NEW HAVEN, Conn. (WTNH) — The school year is coming to a close, and while children have their minds set on summer, New Haven leaders hope to get kids back in the books. 

The city has launched a pilot program for elementary school students to provide them with extra tutoring in reading and math during the summer.  

“If a student cannot read, they cannot access the full opportunities of a K-12 curriculum,” New Haven Mayor Justin Elicker said. “And, once that child falls behind, it is incredibly difficult to catch them up.” 

Data shows that during the 2021-22 school year, only 16.7% of New Haven third graders met or exceeded state literacy standards. That’s compared to 46.7% of third graders statewide. 

In math, only 13.3% of New Haven third graders met or exceeded Connecticut’s standards, compared to 47.4% statewide. 

Madeline Negron, New Haven Public Schools superintendent-elect, said literacy is crucial for graduation and beyond.  
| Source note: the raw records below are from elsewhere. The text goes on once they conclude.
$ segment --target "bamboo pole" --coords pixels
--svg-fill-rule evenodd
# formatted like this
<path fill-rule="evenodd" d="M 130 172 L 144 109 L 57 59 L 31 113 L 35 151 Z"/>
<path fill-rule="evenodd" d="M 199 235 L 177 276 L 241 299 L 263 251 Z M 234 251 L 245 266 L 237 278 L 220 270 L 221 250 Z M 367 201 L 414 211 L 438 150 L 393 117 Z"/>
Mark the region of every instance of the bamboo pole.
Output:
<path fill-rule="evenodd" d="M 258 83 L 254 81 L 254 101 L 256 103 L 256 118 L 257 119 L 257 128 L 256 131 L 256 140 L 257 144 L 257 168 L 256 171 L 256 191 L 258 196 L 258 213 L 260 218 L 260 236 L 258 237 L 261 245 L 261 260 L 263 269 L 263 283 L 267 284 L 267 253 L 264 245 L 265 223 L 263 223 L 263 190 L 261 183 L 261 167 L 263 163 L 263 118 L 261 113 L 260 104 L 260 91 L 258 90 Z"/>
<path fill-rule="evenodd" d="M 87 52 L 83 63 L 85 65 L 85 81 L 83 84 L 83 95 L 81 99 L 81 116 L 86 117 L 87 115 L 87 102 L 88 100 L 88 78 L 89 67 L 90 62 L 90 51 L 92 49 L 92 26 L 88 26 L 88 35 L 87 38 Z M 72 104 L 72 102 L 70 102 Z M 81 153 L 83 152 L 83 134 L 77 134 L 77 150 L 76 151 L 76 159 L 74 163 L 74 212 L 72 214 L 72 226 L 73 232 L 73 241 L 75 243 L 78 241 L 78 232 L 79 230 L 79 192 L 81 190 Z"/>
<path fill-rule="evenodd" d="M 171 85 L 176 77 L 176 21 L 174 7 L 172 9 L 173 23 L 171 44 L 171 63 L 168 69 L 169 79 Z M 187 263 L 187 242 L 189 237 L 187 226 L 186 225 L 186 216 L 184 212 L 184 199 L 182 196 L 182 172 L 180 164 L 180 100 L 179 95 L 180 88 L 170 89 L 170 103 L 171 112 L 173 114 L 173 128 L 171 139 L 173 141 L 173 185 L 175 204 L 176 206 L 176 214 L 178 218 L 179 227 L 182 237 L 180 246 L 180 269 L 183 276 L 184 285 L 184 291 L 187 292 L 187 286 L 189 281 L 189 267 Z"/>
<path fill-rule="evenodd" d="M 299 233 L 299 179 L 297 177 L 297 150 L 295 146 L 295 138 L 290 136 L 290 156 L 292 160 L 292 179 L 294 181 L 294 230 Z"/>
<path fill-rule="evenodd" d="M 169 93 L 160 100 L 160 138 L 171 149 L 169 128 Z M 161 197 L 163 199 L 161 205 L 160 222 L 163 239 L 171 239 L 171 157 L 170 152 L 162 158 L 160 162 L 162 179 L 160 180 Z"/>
“I want to make sure that when students graduate from New Haven public schools that they’re leaving our schools being ready for whether that is college, career, or life,” Negron said. “And we know we cannot do that without literacy skills.”  

The new program will serve nearly 600 students in the first through fifth grades 1-5. It will be incorporated into existing afterschool and summer programs. 

“Helping kids to read happens in schools, it happens after school, but it also happens at home,” said Henry Fernandez, the executive director of LEAP. 

Partnering organizations, including the United Way, the Boys and Girls Club, New Haven Reads and LEAP are forming a coalition to help with the program. 

Fernandez said that according to the third-grade literary test 86% of children are not at grade level.

The city is dedicating $3 million in federal money for the program, and is looking for nearly 200 adults to volunteer to tutor.